Algorithm for Wordsnakes Problem

Original Problem Description

My algorithm runs in 2 stages:

Deterministic Tempered Greed

The obvious greedy strategy in this game is to start linking words which have the highest overlap of characters (eg. abcd & cdef can be linked to form abCDef), or to go for full inclusion (eg. placing bc after abcd results in aBCd).

But, as is often the case, greed isn't optimal. Consider the words baab, ab & aab. Lets call them X, Y & Z. Y & Z are each substrings of X, and can hence be 'fully included' in X as long as they occur after X in our solution. If we choose the order XYZ as our solution, the resulting snake is just X and we would get 4 + 9 = 13. Not bad. But...if we change the order in our solution to be YZX, the snake starts off as Y=ab, becomes YZ=abaab with no accumulated points, but then X is fully included in the snake, giving us a score of 16!!

Discovering these 'better' options requires exploring the combination space as deeply as possible. With 100 words and 2 minutes of time, I got as far as trying every possible ordering of 4 words (which is an O(n^4) search space) to find the best 'quad's. Only combos that have a score above a mimimum threshold are considered. There can be conflicts. If PQRS and QRUV are our top 2 quads, QR can't be used twice, so we can only pick one of these (the one with the higher score of course). Hopefully we can find a few conflict-free quads, treat each of them as a single word by adding these new 'multi-words' to the word-list after removing their constituents. Then look for good trios. Then look for good pairs. Line up the multi-words (quads, trios & pairs) selected so far, and with the remaining words that haven't been linked to any other yet, find the best place in this sequence of multi-words to insert them.

The conflicts can sometimes be resolved safely. eg. just because RS is used in PQRS doesn't mean the quad RSTU has to be thrown out for conflict reasons. We might be able to merge the two quads to form PQRSTU. But that might not be if R were fully inside PQ and not at the end, that would make the suffixes of PQRS the same as the suffixes of QS rather than those of RS, killing the match with the prefixes of TU.

And so the greed is tempered, making not the immediately obvious greedy choice, but delving a little into combinatorial explosion before getting greedy.

Non-Deterministic Simulated Annealing

Starting with the solution from the previous stage, simulated annealing is run until time is up.

Neighbors to the current sequence (of 100 words) are found by randomly splitting it into four parts ABCD (of which A & D can be empty) and swapping B & C to form ACBD. Temperature is rigged to decrease such that it will hit zero right when time is up, decreasing the likelihood of taking downwards steps as time runs out.
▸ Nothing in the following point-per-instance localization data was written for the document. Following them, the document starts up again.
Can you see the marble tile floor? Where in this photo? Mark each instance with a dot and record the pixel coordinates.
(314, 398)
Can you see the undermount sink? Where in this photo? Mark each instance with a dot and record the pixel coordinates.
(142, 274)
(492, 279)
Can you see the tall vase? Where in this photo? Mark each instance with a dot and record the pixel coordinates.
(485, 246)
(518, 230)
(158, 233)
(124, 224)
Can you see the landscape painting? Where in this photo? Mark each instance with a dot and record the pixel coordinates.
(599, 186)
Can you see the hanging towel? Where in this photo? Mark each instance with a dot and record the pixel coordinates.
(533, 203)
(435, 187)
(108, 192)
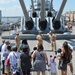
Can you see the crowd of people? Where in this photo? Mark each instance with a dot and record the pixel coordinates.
(16, 60)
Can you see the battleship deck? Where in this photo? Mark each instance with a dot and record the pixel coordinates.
(47, 47)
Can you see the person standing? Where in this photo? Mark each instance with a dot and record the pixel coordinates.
(3, 49)
(64, 59)
(41, 60)
(6, 53)
(40, 38)
(13, 57)
(52, 38)
(17, 40)
(25, 59)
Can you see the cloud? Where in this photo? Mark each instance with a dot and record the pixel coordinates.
(6, 1)
(11, 8)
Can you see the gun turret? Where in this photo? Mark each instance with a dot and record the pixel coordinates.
(56, 19)
(28, 21)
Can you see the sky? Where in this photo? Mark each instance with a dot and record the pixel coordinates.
(13, 8)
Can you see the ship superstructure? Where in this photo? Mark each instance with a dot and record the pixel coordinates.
(42, 17)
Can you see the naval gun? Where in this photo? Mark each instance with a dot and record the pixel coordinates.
(42, 17)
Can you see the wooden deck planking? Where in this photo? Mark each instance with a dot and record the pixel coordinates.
(33, 43)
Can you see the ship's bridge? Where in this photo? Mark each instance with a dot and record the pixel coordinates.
(37, 4)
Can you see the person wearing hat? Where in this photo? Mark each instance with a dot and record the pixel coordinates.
(17, 40)
(52, 38)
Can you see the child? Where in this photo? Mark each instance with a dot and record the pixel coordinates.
(52, 65)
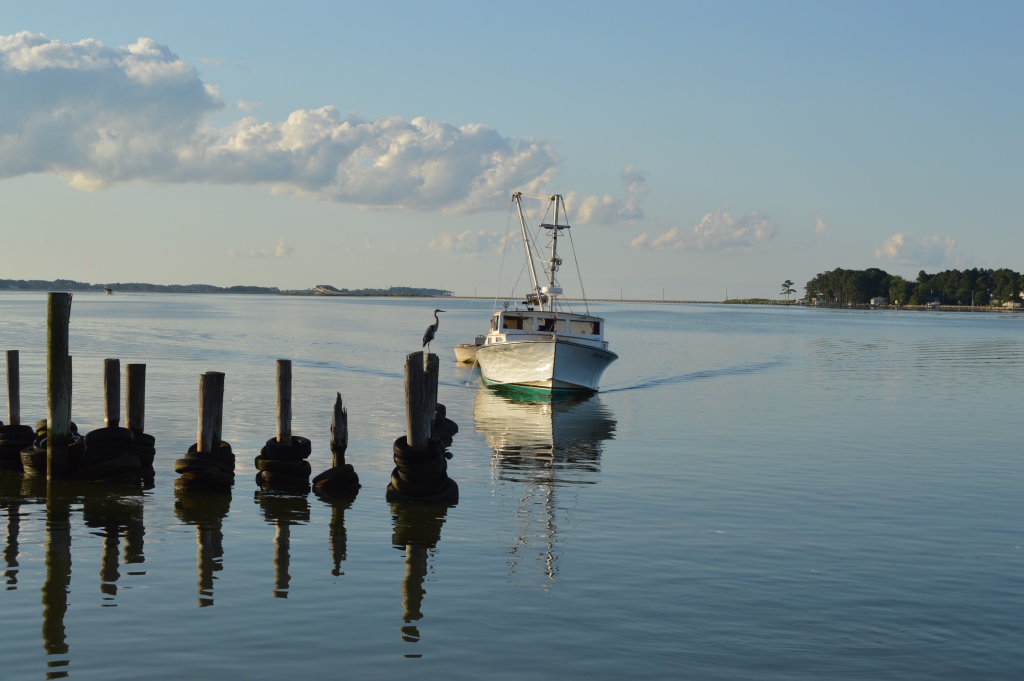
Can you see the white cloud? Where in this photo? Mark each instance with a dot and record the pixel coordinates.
(716, 231)
(98, 116)
(606, 209)
(283, 251)
(468, 244)
(900, 249)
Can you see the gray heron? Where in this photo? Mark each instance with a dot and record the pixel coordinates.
(428, 335)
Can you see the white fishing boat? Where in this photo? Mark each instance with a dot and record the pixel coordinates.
(545, 345)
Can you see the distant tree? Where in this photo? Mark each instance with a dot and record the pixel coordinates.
(787, 289)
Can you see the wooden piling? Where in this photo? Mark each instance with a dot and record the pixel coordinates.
(285, 401)
(71, 384)
(430, 391)
(218, 408)
(339, 433)
(13, 389)
(417, 426)
(135, 397)
(57, 385)
(112, 393)
(208, 408)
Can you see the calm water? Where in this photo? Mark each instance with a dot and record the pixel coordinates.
(757, 493)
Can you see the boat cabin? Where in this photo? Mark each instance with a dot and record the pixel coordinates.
(510, 326)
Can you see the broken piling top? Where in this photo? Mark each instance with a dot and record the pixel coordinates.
(57, 384)
(339, 432)
(421, 396)
(211, 411)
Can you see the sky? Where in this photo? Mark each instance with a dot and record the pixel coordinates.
(701, 147)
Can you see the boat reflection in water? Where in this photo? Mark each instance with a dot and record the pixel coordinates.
(549, 443)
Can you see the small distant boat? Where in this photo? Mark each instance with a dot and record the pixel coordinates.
(466, 353)
(546, 346)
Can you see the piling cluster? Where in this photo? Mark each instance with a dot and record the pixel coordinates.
(283, 462)
(421, 467)
(340, 479)
(209, 465)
The best sequence so far (which until we get an improvement is our local maximum) is kept track of, and after some number of steps (eg. 100) with no gain in score, (and possibly much loss) the current sequence is reset to the best so far. This gives the annealing process a chance to head in a different direction from the local maximum than the last time around.

When time runs out, the highest-scoring sequence found (which corresponds to our local maximum) is our solution.

On the two word-lists from our competition and the one from the previous year's competition, the greedy solution was improved by 5-10%. Not that much, but the greedy solution was already pretty good to start off with anyway!